In [1]:
# notebooks/01_data_scraping.ipynb
# 1. Import necessary libraries
import pandas as pd
import os
import sys

# Add the 'scripts' directory to the Python path
sys.path.append(os.path.abspath(os.path.join(os.getcwd(), os.pardir, 'scripts')))
from scrape_reviews import scrape_and_preprocess_reviews

# 2. Define App IDs
app_ids = {
    "CBE": "com.cbe.mobilebanking", # Replace with actual CBE App ID
    "BOA": "com.bog.mobilebanking", # Replace with actual BOA App ID
    "Dashen": "com.dashenbank.app" # Replace with actual Dashen Bank App ID
}

# 3. Define output path
processed_data_dir = os.path.join(os.path.abspath(''), os.pardir, 'data', 'processed')
output_filepath = os.path.join(processed_data_dir, 'fintech_app_reviews_processed.csv')

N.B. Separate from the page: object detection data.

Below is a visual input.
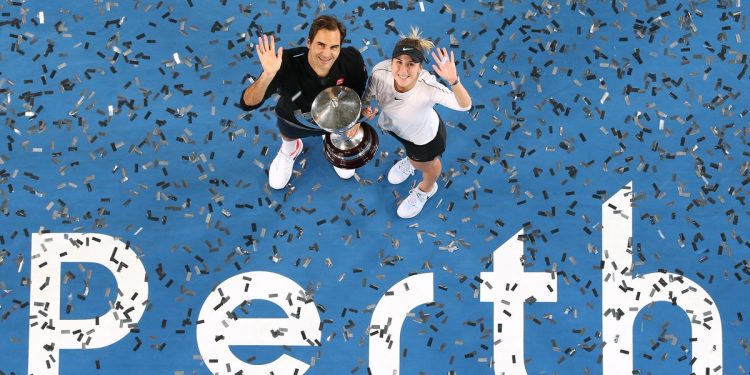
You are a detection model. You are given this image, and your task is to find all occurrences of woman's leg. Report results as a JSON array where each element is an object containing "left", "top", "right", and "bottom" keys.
[{"left": 409, "top": 156, "right": 443, "bottom": 193}]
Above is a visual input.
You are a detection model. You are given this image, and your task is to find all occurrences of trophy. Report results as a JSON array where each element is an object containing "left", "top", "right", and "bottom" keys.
[{"left": 298, "top": 86, "right": 378, "bottom": 169}]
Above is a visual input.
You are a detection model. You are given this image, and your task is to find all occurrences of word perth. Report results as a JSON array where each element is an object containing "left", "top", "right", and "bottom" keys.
[{"left": 28, "top": 184, "right": 723, "bottom": 375}]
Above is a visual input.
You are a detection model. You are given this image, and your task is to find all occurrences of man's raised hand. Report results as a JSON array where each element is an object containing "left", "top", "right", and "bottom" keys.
[{"left": 255, "top": 34, "right": 284, "bottom": 76}]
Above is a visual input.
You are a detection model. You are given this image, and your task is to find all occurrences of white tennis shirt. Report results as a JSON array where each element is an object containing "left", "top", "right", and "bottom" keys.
[{"left": 365, "top": 60, "right": 471, "bottom": 145}]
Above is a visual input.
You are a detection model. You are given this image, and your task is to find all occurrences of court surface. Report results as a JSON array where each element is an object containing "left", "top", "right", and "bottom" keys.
[{"left": 0, "top": 0, "right": 750, "bottom": 375}]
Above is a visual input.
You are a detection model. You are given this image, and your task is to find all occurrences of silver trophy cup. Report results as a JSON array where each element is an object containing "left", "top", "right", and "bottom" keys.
[{"left": 310, "top": 86, "right": 378, "bottom": 169}]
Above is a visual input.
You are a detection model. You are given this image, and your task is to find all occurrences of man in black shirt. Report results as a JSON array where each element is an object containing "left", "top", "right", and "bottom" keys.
[{"left": 240, "top": 16, "right": 367, "bottom": 189}]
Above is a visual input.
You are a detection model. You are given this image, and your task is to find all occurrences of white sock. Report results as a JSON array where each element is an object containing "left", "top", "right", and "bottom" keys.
[{"left": 281, "top": 139, "right": 297, "bottom": 156}]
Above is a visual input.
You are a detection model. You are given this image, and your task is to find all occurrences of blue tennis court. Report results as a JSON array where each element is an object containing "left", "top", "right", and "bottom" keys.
[{"left": 0, "top": 0, "right": 750, "bottom": 375}]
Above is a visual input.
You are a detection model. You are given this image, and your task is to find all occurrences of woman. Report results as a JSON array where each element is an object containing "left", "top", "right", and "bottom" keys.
[{"left": 362, "top": 28, "right": 471, "bottom": 219}]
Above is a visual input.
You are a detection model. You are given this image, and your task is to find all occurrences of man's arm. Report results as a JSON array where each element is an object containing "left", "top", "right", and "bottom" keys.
[
  {"left": 241, "top": 35, "right": 283, "bottom": 109},
  {"left": 242, "top": 71, "right": 276, "bottom": 107}
]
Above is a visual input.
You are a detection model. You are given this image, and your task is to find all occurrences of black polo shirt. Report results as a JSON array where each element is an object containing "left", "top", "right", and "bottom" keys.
[{"left": 239, "top": 47, "right": 367, "bottom": 125}]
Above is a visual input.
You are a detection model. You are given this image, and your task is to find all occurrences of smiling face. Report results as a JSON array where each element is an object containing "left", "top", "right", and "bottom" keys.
[
  {"left": 307, "top": 29, "right": 341, "bottom": 77},
  {"left": 391, "top": 55, "right": 422, "bottom": 92}
]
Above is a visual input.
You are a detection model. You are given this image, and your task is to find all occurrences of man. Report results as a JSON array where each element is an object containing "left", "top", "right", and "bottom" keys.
[{"left": 240, "top": 15, "right": 367, "bottom": 189}]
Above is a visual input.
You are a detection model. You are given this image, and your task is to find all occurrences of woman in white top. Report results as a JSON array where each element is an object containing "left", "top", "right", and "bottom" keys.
[{"left": 362, "top": 28, "right": 471, "bottom": 219}]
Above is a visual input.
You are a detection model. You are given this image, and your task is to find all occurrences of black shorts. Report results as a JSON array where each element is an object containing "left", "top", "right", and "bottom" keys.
[
  {"left": 388, "top": 117, "right": 446, "bottom": 162},
  {"left": 276, "top": 117, "right": 326, "bottom": 139}
]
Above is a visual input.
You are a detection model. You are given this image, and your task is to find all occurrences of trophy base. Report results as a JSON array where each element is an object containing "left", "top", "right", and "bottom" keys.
[{"left": 323, "top": 122, "right": 378, "bottom": 169}]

# 4. Scrape and preprocess data
# This calls the function from your script
df_raw = scrape_and_preprocess_reviews(app_ids, min_reviews_per_bank=400)

# 5. Display basic info and save
if not df_raw.empty:
    print("\n--- Raw Data Overview (from scraping) ---")
    print(df_raw.head())
    print(f"Total reviews scraped: {len(df_raw)}")
    print("Reviews per bank:")
    print(df_raw['Bank/App Name'].value_counts())

    # Save to processed data folder
    df_raw.to_csv(output_filepath, index=False)
    print(f"\nProcessed data saved to {output_filepath}")
else:
    print("No data was scraped or processed.")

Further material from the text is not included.